Rather than staying unrooted, I’m looking for ways to “stay near”—to be mindful of the things God would have me dedicate myself to, the things he would have me grow and care for. To live like a gardener is to abide, to be loyal. It’s to sojourn with God. It’s the commitment to live a life on my knees, in the dirt: weeding, watering, crouching, tending, praying.
C.S. Lewis says:
“It is no disparagement to a garden to say that it will not fence and weed itself, nor prune its own fruit trees, nor roll and cut its own lawns. A garden is a good thing but that is not the sort of goodness it has. It will remain a garden, as distinct from a wilderness, only if someone does all these things to it. Its real glory is of quite a different kind. The very fact that it needs constant weeding and pruning bears witness to that glory. It teems with life. It glows with colour and smells like heaven and puts forward at every hour of a summer day beauties which man could never have created and could not even, on his own resources, have imagined… And when the garden is in its full glory the gardener’s contributions to that glory will still have been in a sense paltry compared with those of nature… When he has done all, he has merely encouraged here and discouraged there, powers and beauties that have a different source. But his share, though small, is indispensable and laborious” (149-50, The Four Loves).
If God just wanted me to see what was beautiful in life, He would have only given me eyes to see and my heart to feel. Yet here I am with hands and time and resources and the ability to turn my life into a garden of care and contribution. Then, true beauty will come in retrospect as I see what He has made of me (both my being and my doings) as I have put forward my meager efforts to tend to the gardens of my life.
From School
There were two experiences this last week that reminded me how prevalent my quirkiness is:
During one of my lessons I wore a hemorroid seat on my head to get students curious about the lesson for the day (it was an object lesson about fMRI scans/the neuroscience of reading). Some of my students saw me and were confused, but a lot of them walked in unfazed, as if it were completely normal of me to do something like that.
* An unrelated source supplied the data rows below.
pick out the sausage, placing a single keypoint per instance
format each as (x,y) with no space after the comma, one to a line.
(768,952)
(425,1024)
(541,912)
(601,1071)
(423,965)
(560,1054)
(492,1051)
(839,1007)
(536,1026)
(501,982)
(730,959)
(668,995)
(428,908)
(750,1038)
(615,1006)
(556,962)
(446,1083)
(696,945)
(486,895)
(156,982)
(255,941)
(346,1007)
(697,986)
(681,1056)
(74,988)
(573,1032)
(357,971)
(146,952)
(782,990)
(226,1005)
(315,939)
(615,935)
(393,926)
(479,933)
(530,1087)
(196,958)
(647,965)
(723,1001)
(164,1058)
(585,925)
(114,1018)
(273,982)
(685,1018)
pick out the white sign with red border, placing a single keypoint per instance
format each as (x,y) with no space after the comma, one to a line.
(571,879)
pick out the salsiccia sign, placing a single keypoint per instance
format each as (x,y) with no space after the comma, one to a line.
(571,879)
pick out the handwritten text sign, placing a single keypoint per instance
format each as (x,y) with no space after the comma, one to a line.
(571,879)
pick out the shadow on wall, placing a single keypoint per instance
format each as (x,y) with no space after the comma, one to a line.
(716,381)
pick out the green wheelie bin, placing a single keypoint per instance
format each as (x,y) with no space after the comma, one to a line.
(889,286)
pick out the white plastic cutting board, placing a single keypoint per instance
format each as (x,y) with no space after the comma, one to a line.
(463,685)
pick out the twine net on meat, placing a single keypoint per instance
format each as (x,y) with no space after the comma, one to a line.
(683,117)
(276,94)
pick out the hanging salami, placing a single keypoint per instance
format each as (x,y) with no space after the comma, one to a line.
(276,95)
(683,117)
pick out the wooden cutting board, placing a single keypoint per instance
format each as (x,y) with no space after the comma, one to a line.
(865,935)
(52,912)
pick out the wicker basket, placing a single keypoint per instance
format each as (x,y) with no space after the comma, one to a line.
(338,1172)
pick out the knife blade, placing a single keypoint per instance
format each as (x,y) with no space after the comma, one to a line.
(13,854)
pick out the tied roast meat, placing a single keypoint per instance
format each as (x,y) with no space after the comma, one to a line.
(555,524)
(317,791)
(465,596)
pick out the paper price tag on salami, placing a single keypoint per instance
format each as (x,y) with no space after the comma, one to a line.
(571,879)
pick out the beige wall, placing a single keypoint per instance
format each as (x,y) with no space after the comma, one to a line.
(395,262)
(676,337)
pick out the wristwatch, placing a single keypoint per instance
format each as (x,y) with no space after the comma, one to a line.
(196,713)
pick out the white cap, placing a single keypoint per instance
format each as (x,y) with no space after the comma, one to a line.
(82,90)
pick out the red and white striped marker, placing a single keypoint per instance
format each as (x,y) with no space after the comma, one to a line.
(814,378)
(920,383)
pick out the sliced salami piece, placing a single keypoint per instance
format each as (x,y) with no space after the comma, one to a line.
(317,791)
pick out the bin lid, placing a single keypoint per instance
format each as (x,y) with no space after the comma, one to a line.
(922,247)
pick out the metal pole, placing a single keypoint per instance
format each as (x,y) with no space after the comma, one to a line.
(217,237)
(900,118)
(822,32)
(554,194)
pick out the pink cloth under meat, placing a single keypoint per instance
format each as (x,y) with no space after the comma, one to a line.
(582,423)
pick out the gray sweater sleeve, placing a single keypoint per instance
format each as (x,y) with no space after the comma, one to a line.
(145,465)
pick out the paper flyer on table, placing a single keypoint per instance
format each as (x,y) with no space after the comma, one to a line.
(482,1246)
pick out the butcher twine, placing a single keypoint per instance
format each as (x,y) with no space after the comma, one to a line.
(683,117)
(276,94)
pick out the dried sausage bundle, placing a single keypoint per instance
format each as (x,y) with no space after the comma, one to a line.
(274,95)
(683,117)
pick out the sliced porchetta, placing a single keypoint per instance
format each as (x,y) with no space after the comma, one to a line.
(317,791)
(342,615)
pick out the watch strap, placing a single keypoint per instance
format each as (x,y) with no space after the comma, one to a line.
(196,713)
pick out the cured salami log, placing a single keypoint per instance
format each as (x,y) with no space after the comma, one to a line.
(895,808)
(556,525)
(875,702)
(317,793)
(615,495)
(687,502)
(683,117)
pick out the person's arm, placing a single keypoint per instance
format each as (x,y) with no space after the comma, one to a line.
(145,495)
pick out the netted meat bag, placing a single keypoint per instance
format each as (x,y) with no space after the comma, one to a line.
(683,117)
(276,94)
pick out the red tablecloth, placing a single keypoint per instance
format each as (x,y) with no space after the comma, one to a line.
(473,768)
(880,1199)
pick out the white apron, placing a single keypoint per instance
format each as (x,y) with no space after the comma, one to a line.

One of my students said: “Only you would…”
Me: Eating my salad out of a ziploc bag because I ran out of Tupperware.
Colleague 1: Sees me and laughs. “Why is nobody questioning this?”
Colleague 2: “Because it’s Brandon.”
"Mr. Merrill, if you ever stopped teaching, you would make a great therapist."
"Yeah! It’s your boyish face that helps to disarm."
"No, for real though!! And then it’d be great because you could be my therapist."
A student to some of his friends: “Have you ever just kissed yourself in the mirror?”
Student: “I’m not smart enough for honors math.”
Me: “Says who?”
Student: “Me… my brain… the people in heaven??”
“I like to burp.”
Goodies
Learning a Language ☞ This article is a metaresource. A resource filled with great resources. I’ve been trying out the Language Transfer app, and it’s been great.
Open Syllabus ☞ A website that “collects and analyzes millions of syllabi.” I think it’s a great resource to help design a curriculum for yourself. I’ve been inspired by their interactive chart of the most common books/materials assigned for different fields of study. I recently picked up and started reading one of the most popular ones in the field of education.
AnyQuestion ☞ An app that I downloaded and have been enjoying. It’s like TikTok meets the “office hours” of professors and experts.
Lincoln’s Great Depression ☞ Did you know that Abraham Lincoln was clinically depressed? Check out the article from The Atlantic.
Hard Fork ☞ This is currently my favorite podcast. I enjoyed the recent episodes about TikTok as well as ChatGPT in classrooms.
“The Tree” by Ludovico Einaudi ☞ A song that helps me to relax.
Cheers!
p.s. I have begun writing with a fountain pen; it is quite enjoyable.